C’est peu de temps après que naquit la collection « Digraphe », aux Éditions Fayard, pour quatre essais sur Derrida, Barthes, Althusser, Gramsci. Digraphe, sous-titré Fiction/Théorie, emprunte son nom à la quatrième de couverture de la Dissémination. Puis sous l’impulsion de Jacques, elle fut accueillie avec les premiers numéros de la revue par les Éditions Galilée. Derrida y publia Glas. C’est grâce à lui que Flammarion nous accueillit ensuite. Et puis les années passèrent et nous nous vîmes moins souvent. Fils prodigue mais toujours aimant, je cachais le malheur qui rongeait ma vie. Ainsi croyais-je conjurer le sort. Nous nous sommes retrouvés après le dénouement de la tragédie comme si nous nous étions quittés la veille. Mais comment pourrais-je l’oublier et tout ce que, sans lui, sans son aide, ses conseils, ses encouragements, je n’aurais pu faire ? Il était là aussi pour saluer la reparution des Lettres françaises en 1990 comme il était là pour aider celles de 2004. Voilà que je parle de lui à l’imparfait et le coeur me manque de poursuivre.

Derrida et le fils perdu
La dernière fois que nous nous sommes parlés, nous avons évoqué toutes ces aventures avec tendresse. Il semblait que rien n’était perdu, que tout était possible puisque nous étions là ; puisqu’il était là. Je n’entendrai plus sa voix. Elle s’effacera peu à peu, hélas je le sais, comme avec le temps s’efface en nous la voix de ceux qui ont disparu.

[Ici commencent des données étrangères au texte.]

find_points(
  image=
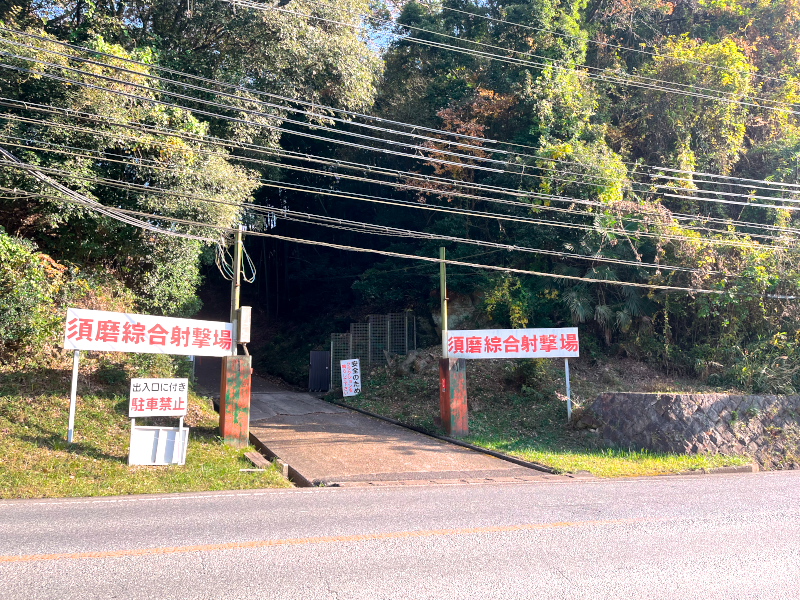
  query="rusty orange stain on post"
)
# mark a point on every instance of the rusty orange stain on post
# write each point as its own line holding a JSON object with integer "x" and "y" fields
{"x": 234, "y": 406}
{"x": 453, "y": 395}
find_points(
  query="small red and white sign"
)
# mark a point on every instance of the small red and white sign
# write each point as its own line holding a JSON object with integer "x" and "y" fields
{"x": 351, "y": 377}
{"x": 559, "y": 342}
{"x": 158, "y": 398}
{"x": 123, "y": 332}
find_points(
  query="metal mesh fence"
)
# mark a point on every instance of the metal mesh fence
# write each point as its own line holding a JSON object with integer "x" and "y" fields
{"x": 341, "y": 348}
{"x": 360, "y": 336}
{"x": 378, "y": 338}
{"x": 370, "y": 342}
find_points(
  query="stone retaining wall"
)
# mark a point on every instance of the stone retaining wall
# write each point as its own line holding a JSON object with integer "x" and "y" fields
{"x": 764, "y": 427}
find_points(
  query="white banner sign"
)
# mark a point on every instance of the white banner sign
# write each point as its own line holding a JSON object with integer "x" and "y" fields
{"x": 122, "y": 332}
{"x": 514, "y": 343}
{"x": 351, "y": 377}
{"x": 158, "y": 398}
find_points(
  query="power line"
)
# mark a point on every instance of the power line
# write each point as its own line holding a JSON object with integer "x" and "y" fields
{"x": 284, "y": 107}
{"x": 321, "y": 138}
{"x": 92, "y": 204}
{"x": 386, "y": 201}
{"x": 405, "y": 186}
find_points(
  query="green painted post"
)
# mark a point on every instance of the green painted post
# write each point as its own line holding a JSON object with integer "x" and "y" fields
{"x": 234, "y": 405}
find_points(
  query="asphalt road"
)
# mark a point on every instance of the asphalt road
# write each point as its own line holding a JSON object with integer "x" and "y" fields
{"x": 714, "y": 536}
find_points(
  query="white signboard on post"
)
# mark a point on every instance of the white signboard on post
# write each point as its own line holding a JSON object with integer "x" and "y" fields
{"x": 351, "y": 377}
{"x": 123, "y": 332}
{"x": 559, "y": 342}
{"x": 158, "y": 398}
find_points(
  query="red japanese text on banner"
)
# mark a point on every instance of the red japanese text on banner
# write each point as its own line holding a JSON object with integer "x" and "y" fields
{"x": 158, "y": 397}
{"x": 123, "y": 332}
{"x": 561, "y": 342}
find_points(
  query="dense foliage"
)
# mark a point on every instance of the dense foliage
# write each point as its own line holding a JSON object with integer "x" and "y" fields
{"x": 644, "y": 138}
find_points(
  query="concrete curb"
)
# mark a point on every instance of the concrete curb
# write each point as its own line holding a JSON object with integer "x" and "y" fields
{"x": 457, "y": 442}
{"x": 293, "y": 475}
{"x": 751, "y": 468}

Je regarde la bibliothèque. Il faut que je relise la Carte postale. Le livre est presque à portée de la main. Cette phrase, par exemple : « Rappelle-toi Lord B. La proposition y est explicite [celle du suicide]. et je pense avec tendresse à tous ces innocents, à ces vœux d’innocence. » Décidément, il me faut retrouver d’urgence cette carte postale, la carte postale. Que m’écrivait-il donc et qui va m’arriver bientôt, ces jours-ci, vingt-sept ans plus tard ? Et que vais-je pouvoir enfin lire ?

Cher Jacques, je vous aimais. J’écris à tâtons, les larmes m’aveuglent. J’écris sur cette page comme sur le bouclier de Persée fuyant le regard de la Gorgone, mon nom : Personne, le fils perdu.